The turmoil has left previously thriving British cut-price energy upstarts gasping for breath. It is estimated that just 10 of the remaining 55 energy providers will survive the tempest.
A combination of turmoil in energy markets and the waves from a possible default by Chinese property behemoth Evergrande, with reported debts of £221bn, sank shares in Asia and on both sides of the Atlantic, with the Nasdaq hardest hit.
At the time of the banking crisis, Gordon Brown’s government reluctantly stepped in and socialised the losses by underwriting them with taxpayers’ money.
The result of the energy debacle is losses for investors in challenger firms, soaring prices, a bail-out for consumers and a strategy in tatters.
That should alert Extinction Rebellion, Greta Thunberg and the Green Party to the fact that the economic realities of carbon pricing are complex and the least well-off in society may suffer the most.

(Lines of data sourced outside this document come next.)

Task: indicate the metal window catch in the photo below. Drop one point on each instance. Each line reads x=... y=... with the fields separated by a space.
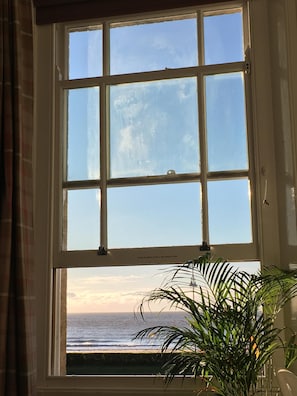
x=101 y=251
x=204 y=247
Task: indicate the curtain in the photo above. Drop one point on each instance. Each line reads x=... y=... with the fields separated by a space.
x=17 y=327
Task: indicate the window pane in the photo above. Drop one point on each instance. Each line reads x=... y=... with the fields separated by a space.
x=229 y=211
x=85 y=52
x=101 y=320
x=83 y=134
x=83 y=216
x=226 y=122
x=154 y=128
x=151 y=46
x=223 y=38
x=163 y=215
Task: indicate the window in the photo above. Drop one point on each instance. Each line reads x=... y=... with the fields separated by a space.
x=156 y=139
x=153 y=156
x=153 y=153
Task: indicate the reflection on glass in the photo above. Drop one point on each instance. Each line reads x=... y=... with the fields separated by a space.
x=223 y=38
x=83 y=217
x=83 y=134
x=154 y=128
x=161 y=215
x=226 y=122
x=143 y=47
x=229 y=211
x=85 y=52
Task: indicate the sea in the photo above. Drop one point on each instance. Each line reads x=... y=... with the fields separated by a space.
x=115 y=332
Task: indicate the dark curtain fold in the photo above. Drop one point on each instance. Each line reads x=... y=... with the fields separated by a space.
x=17 y=325
x=50 y=11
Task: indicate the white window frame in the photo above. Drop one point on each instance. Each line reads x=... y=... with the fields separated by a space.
x=267 y=216
x=138 y=256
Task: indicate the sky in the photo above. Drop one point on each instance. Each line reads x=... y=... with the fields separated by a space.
x=153 y=131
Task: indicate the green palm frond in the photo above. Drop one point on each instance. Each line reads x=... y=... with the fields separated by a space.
x=229 y=334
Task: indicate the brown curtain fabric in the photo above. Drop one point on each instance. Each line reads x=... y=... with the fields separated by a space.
x=50 y=11
x=17 y=328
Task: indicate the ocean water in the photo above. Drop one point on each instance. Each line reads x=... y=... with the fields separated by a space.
x=98 y=332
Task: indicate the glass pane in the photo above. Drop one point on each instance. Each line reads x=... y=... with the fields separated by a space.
x=229 y=211
x=83 y=217
x=162 y=215
x=85 y=52
x=101 y=320
x=226 y=122
x=223 y=38
x=83 y=134
x=154 y=128
x=139 y=47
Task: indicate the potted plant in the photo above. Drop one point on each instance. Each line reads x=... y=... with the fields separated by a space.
x=230 y=332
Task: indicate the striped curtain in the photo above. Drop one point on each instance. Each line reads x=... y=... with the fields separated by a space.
x=17 y=327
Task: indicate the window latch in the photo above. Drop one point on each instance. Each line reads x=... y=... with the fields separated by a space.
x=101 y=251
x=204 y=247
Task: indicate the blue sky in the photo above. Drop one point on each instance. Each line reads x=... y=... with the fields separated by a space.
x=153 y=130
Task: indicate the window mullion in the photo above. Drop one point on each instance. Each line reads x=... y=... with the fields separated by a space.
x=104 y=131
x=203 y=157
x=202 y=129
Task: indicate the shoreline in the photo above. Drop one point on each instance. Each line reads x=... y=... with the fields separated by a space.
x=116 y=362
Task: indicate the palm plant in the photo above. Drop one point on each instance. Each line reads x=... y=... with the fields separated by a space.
x=229 y=334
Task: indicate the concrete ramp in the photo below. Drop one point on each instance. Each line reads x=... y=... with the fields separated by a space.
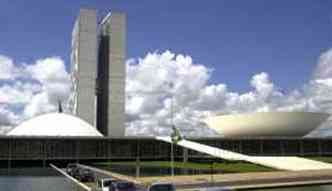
x=278 y=162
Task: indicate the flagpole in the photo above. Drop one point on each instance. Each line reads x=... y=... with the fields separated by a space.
x=172 y=145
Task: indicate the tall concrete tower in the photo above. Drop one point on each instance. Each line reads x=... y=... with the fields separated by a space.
x=84 y=66
x=111 y=75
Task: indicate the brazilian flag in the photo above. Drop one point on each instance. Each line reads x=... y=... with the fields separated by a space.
x=176 y=135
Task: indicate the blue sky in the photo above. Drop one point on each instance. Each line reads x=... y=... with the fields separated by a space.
x=236 y=38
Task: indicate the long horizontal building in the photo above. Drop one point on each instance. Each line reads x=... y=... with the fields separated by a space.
x=15 y=149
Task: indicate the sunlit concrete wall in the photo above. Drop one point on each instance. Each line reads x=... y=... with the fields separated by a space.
x=83 y=66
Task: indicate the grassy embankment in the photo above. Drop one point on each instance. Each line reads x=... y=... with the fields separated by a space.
x=226 y=167
x=322 y=159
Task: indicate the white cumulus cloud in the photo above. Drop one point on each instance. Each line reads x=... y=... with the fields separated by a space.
x=162 y=87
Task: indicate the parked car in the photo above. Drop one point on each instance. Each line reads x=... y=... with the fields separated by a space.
x=161 y=187
x=122 y=186
x=104 y=184
x=70 y=168
x=86 y=175
x=217 y=189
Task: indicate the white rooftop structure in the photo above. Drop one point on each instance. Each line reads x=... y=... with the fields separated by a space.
x=266 y=124
x=55 y=124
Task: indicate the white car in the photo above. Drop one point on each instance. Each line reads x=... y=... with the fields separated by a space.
x=161 y=187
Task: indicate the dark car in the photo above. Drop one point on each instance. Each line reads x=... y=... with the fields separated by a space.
x=84 y=175
x=161 y=187
x=71 y=167
x=122 y=186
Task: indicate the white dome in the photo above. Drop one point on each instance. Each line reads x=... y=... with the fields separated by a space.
x=266 y=124
x=54 y=124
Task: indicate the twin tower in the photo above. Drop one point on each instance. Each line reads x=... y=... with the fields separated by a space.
x=98 y=71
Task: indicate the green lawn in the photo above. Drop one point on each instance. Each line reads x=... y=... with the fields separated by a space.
x=227 y=167
x=323 y=159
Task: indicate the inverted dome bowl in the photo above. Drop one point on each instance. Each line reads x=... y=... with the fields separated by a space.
x=267 y=124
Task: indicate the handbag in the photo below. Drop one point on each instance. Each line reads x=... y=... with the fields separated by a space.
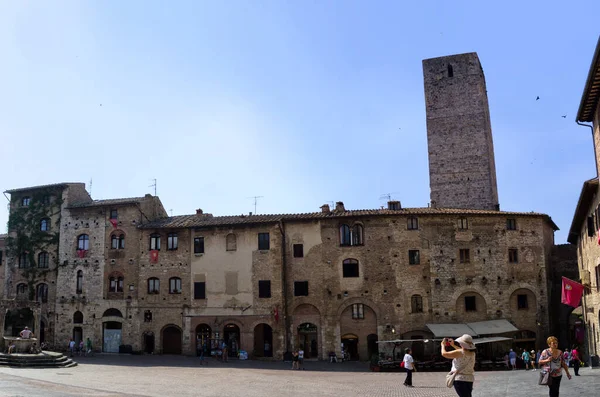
x=450 y=379
x=545 y=378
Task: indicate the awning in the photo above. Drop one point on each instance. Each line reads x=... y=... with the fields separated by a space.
x=492 y=327
x=450 y=330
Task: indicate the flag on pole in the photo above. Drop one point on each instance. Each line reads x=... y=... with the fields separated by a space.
x=571 y=292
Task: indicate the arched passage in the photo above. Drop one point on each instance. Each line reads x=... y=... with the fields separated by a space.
x=203 y=335
x=171 y=340
x=263 y=340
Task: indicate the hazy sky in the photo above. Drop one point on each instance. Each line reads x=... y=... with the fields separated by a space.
x=302 y=102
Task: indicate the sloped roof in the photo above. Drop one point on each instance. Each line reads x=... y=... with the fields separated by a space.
x=583 y=206
x=206 y=220
x=591 y=91
x=23 y=189
x=108 y=202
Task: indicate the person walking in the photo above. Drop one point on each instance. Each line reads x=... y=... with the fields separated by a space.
x=532 y=358
x=576 y=360
x=554 y=362
x=463 y=363
x=408 y=366
x=513 y=359
x=526 y=359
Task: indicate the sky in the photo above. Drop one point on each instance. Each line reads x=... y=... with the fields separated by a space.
x=300 y=102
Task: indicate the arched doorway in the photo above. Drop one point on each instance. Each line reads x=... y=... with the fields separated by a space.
x=231 y=336
x=263 y=340
x=308 y=339
x=148 y=339
x=372 y=345
x=203 y=334
x=171 y=340
x=77 y=335
x=111 y=338
x=350 y=346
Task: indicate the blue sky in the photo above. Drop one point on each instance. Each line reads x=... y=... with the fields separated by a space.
x=302 y=102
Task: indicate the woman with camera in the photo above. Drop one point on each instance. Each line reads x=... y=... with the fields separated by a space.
x=463 y=363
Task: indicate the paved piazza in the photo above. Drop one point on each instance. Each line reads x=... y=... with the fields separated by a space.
x=106 y=375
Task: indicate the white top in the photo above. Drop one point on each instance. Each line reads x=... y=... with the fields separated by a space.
x=465 y=365
x=408 y=362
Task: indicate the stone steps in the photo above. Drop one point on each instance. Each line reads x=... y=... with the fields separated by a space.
x=41 y=360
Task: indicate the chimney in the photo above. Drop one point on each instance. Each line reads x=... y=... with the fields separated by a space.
x=394 y=205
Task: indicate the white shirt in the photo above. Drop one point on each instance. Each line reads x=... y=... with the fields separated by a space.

But don’t hold your breath.
Astrazeneca and its chief executive Pascal Soriot are heroes of the pandemic for the way in which they embraced Sarah Gilbert and the Oxford-Jenner science and turned it into a life-saving vaccine.
The company enhanced its capability with the £28billion takeover of Alexion in the US and just unfurled remarkable results for its breast cancer cure, enhertu.
The oncology breakthrough boosted shares by 6 per cent, placing a £132billion value on the group.
It is a pity that, with Astra currently such an exemplar for UK life sciences, relations with Boris Johnson’s Government are at a low ebb.
There has been an effort in Whitehall to dissuade Soriot from investing in a new facilities in Ireland, taking advantage of Dublin government tax breaks.
The Irish plan was said to be favoured by the group’s finance department. On the fringes of the G7 health summit in Cornwall in June, Britain hoped it had persuaded Soriot not to go to Ireland and offered £55million of support to invest in its Macclesfield site.
It would have been another small victory for ‘levelling up’. It was noted at the time that when Astra was feeling the heat from the EU over vaccine production delays, the Government did its best to help by providing help with vaccine export licences.
A rift between Soriot and the UK authorities became acute when Government health advisers decided to go with the Pfizer vaccine for the booster programme.
The decision was based on scientific advice and the likelihood that an improved Astra booster, adjusted for the South African variant, might not be available until next year. It was the decision to go with Pfizer which is thought to have persuaded Soriot to ditch Macclesfield for Ireland, causing irritation in Whitehall.
It is a huge pity that Astra, which is among the UK’s most innovative firms, should have fallen out with Government while the pandemic still rages.
Shaken, not stirred
The return of James Bond to the big screen, with a premiere of No Time to Die at the Royal Albert Hall scheduled for September 28, will be a boost for UK movies.
Details of the screening, replete with the presence of Prince Charles, Prince William and health workers, will signal a post-pandemic start for British film.
Confidence in recovery should be high as British acting in The Crown, Mare of Easttown and Halston swept the board at the Emmy awards.
The garlands ought to ensure that commitments to UK production, such as Sky’s new film stages at Elstree, should not go unrewarded.